Where have all the love letters gone? [When I think these words they are to the tune of that Paula Cole song and it adds a little something. You should try it.]
We live in an age where the love letter has been replaced with the email or the text message. While I could use this as a platform to lament the use of the email or the text message, I will not. You see, I actually like them quite a bit. As opposed to a letter, they’re something you can get unexpectedly, any time of the day. That text message I got after a grueling meeting from a date telling me he looks forward to see me tonight? Yah, I’ll never object to it.
However, it’s the sheer volume of text messages and emails, and the obvious ease of sending them, which makes the love letter special, coveted, and missed. It says something when your significant other takes the time to pull out the nice paper, the nice pen, and spend the time to come up with the perfect way to describe your golden locks or the way he goes all mushy when you tilt your head just so.
Further:
- Love letters provide the perfect opportunity for you to use your lover’s full name in a way that’s really sexy. In romance novels, the heroine always notices when the hero uses her first name for the first time. I don’t know about you, but seeing Katharine on the page would definitely make my lady parts quiver a little bit more than seeing Kate. And that’s just the first word! Nicknames are acceptable but I would caution anyone that the love letter is not the place to test out that new “pumpkin cheeks” name you thought of when you saw your loved one bending over in the supermarket aisle to reach for that can of peas.
- Love letters are an acceptable place to describe that weird quirk about your lover that you never knew how to say in person. Or maybe shouldn’t say. Like the fact that in he mornings you like watching his nostrils flare while he’s still sleeping. You think it’s cute. But imagine the conversation if you were to say that to his face. Awkward! The love letter, instead, lets you express this and avoid the strange look he might give you. It might then even turn into a blush and he’ll take a certain pride in his schnoz, knowing it gives you so much pleasure.

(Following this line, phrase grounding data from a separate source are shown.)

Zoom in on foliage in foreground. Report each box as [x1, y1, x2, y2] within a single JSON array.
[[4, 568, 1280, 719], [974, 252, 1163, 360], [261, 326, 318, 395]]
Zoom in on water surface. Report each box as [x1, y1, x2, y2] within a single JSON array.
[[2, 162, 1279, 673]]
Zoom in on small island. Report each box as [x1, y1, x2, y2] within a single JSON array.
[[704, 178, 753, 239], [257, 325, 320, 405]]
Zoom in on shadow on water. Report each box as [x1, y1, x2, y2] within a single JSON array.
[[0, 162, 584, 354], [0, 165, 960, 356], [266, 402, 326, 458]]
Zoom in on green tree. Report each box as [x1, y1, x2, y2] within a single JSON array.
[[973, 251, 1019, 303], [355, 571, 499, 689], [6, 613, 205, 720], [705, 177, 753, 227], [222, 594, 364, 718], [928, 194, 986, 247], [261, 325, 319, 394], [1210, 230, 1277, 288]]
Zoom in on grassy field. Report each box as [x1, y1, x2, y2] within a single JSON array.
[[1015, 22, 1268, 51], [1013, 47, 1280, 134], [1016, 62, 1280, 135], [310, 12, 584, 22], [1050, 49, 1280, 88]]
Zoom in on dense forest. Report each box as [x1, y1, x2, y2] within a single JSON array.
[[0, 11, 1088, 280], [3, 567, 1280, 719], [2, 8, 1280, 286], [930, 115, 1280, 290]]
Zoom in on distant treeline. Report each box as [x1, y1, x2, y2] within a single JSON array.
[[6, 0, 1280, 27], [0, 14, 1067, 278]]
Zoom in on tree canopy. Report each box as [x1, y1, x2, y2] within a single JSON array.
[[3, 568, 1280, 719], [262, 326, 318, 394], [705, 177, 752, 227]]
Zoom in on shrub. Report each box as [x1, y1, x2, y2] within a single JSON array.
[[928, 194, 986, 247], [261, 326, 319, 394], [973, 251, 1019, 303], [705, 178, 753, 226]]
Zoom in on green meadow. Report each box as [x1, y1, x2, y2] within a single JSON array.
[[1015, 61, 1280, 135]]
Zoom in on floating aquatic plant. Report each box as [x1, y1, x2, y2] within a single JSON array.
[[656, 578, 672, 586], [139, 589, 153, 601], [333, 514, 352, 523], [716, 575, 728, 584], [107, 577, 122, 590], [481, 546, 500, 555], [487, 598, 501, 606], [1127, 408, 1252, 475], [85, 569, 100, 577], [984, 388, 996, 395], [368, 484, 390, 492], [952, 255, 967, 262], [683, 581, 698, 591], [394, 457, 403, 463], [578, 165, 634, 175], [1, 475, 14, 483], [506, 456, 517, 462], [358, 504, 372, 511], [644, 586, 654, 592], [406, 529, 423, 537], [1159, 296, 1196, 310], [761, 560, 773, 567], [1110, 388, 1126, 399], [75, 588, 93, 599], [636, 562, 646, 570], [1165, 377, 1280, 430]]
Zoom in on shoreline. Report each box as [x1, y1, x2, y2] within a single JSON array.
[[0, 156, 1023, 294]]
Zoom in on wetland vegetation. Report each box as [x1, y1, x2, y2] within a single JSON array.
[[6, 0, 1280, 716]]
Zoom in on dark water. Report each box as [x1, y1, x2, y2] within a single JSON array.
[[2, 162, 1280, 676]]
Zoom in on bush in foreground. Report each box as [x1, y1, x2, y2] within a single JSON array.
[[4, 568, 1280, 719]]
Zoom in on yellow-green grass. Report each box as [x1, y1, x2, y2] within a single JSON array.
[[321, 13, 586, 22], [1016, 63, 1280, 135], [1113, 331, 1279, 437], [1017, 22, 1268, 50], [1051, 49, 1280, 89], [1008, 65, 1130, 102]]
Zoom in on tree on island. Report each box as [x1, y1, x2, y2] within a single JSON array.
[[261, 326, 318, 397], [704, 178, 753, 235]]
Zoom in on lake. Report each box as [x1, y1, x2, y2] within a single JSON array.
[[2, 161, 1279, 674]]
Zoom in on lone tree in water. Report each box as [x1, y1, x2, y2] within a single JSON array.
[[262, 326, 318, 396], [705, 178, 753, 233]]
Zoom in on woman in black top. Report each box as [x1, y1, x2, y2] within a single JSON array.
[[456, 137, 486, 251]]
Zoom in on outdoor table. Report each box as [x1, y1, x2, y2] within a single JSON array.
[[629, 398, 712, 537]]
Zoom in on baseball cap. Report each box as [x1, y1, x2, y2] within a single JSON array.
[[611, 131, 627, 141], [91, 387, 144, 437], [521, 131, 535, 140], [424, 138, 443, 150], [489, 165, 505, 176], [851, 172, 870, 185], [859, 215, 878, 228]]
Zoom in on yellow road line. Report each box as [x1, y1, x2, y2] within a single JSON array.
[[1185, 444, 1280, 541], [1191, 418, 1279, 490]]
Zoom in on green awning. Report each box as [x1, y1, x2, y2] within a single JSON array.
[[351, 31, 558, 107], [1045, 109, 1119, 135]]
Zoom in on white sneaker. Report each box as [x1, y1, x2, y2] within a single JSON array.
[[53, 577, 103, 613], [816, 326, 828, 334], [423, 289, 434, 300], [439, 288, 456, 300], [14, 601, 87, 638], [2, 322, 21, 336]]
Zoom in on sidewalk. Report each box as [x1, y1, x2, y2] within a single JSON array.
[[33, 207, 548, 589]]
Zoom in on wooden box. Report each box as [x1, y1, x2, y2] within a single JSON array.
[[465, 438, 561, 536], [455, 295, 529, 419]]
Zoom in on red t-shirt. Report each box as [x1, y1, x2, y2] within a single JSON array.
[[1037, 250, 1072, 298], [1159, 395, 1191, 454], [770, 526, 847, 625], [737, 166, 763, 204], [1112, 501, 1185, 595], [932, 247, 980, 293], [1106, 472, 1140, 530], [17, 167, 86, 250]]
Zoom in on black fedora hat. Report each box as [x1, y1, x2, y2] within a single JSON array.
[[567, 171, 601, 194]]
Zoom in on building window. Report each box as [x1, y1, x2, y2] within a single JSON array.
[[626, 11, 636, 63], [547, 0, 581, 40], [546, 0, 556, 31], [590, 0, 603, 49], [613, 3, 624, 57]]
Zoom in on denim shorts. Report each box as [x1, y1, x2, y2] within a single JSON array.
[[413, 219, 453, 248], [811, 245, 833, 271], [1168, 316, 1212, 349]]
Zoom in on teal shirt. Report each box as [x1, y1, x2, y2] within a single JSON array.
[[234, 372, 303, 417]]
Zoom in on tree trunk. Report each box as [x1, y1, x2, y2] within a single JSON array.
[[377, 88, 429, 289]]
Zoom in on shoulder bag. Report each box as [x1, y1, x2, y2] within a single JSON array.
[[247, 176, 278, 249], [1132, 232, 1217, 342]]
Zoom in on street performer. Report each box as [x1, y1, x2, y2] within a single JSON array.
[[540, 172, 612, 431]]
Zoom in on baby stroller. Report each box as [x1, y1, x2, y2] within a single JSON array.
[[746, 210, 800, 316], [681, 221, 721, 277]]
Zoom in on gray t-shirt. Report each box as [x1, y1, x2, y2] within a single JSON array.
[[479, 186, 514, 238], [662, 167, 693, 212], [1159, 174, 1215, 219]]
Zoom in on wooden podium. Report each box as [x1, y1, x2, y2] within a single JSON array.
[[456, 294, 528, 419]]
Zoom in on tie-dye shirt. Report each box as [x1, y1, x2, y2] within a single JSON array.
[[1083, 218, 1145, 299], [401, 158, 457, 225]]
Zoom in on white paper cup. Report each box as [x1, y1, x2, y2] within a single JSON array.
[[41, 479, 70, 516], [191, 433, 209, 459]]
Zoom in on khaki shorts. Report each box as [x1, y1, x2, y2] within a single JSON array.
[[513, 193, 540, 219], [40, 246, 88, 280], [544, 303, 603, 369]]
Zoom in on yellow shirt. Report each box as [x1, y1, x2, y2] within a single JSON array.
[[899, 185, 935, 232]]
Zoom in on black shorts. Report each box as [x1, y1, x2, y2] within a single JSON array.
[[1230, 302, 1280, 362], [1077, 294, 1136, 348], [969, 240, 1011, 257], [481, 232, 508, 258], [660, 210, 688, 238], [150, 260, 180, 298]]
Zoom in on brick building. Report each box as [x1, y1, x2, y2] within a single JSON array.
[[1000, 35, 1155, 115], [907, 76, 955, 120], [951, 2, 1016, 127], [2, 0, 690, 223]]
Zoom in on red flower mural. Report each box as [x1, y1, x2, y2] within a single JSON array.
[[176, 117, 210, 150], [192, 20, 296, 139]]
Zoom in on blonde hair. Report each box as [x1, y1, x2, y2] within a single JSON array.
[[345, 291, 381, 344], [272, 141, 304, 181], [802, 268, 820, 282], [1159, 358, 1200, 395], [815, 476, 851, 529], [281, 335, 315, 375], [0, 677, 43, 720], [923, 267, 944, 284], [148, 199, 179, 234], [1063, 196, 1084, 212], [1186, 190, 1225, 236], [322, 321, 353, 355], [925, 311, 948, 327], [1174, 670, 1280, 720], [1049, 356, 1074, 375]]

- Love letters have an enduring and tangible aspect that just isn’t with an email or a text. I once found the love letters my dad wrote to my mum. She keeps them in a box and I have to tell you, I was (still am) impressed with my 12 yr. old self and the fact that I respected their privacy and didn’t read them. This, coming from the snoop of all snoops (I was a really awesome babysitter but my gawd, such a snoop! “I wonder what’s in this drawer!”). Still, it was very romantic and while I don’t know if she ever references them, it’s the idea that she could. No digging through filed emails or trying to remember that sweet text message from five years ago. The letters are there, in your hands, always available, and looking more loved and cherished over time. Someday, your kids might even think they’d be great scrapbook material! That wouldn’t be embarrassing or anything.
This is not exhaustive, but I hope you get the point. There should be no objection to the love letter unless your dearest took out a restraining order. So I encourage you to go forth, put the pen to the page, and resolve to write more love letters in 2012. The world as we know it is coming to an end so it’s not like you have anything to lose.